# Project: Predicting Housing Prices

Submitted by Murali Cheruvu

Presentation Link: https://drive.google.com/file/d/1eEE2YdKz0Z3FD4erokP5UY9pNYuZXkbf/view

## Project Domain and Data Sources

- The goal of this project is to **predict the sale prices** of residential homes listed in the test dataset as accurately as possible; hence solving a **regression problem**

- **Kaggle Website** provides the dataset for the housing prices- training and testing, each with **80 features** describing various aspects of residential homes in city of Ames, Iowa State; **snapshot taken in 2010**.

- There are **1460 rows** in the training dataset and **1459 rows** in the test dataset

- **Out of the 80 variables - 23 are nominal, 23 are ordinal, 14 are discrete, and 20 are continuous**

## Exploratory Data Analysis (EDA) Outcome

Apply univariate, bivariate and multivariate analytical techniques; perform various statistical
and data visualizations on each feature. 
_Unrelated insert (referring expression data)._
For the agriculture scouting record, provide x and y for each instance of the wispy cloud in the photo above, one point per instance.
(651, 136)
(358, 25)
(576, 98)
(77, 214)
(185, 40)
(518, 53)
- **Top 5 features** that very **highly correlate with sales price** are: *Over-all-Quality, Ground-Living-Area, Garage-Cars, Garage-Area and Total-Basement-Sq-Ft*

- **Top 5 features** that **skewed more than 75%** are: *Low-Quality-Fin-Sq-Ft, Ground-Living-Area, Kitchen-Above-Garage, Wood-Deck-Sf, Basement-Half-Bath*

- **Top 5 features having most of the null values**: *Pool-Quality, Misc-Features, Alley, Fence, Fireplace-Quality*

- Categorical **One-hot encoding** created about **160 new features**

- **Feature Engineering** added **23 new features** including: *Total-Area, High-Season, Age, Season-Sold, Remodeled*

- **Top 2 outliers** are: *Ground-Living-Area and Garage-Area*; **8 rows** are effected by outliers of these two features

## ML Workflow

1. Apply ML pipeline to **clean, scale, encode and apply feature engineering** on the *training and testing datasets* **separately**; make sure one dataset will not impact the other during the preparation process
2. Make sure all the features those have been present in the training dataset are also there in the test dataset as ML **algorithms expect fit and predict methods apply on the same set of features**
3. Apply univariate feature to select top 20% best features based on their **statistical significance** using metrics like *f_regression, f_classif and chi-square* statistics through **Select Percentile** modeling
4. Create **cross-validation** dataset from training dataset in the ratio of **70-30**
5. Apply ML pipeline of algorithms: **Ridge, Lasso, SVM, Random Forest** and **XGB** through **K-Fold** cross-validation and collect various performance metrics – **MAE, MSE, RMSE and R^2**
6. **Compare** the top 2 performing algorithms: Random Forest and XGB with the third performing algorithm SVM as **baseline**; do the **statistical significance** to prove the same
7. Tune the **hyper-parameters** of both Random Forest and XGB models using **Grid Search** and fit/predict the training / cross-validation datasets and compare them with the actual results; then **predict** the sale prices of test dataset
8. **Ensemble** Random Forest and XGB to get better predictions and submit the predictions to **Kaggle** to get better score

## Conclusions

- TOP 3 performing algorithms are XGB, Random Forest and SVM
- Ensembling top 2, XGB and Random Forest, gave better performance
- Extract the feature importance of XGB to make sure they are meaningful, and as per our analysis

![image.png](attachment:image.png)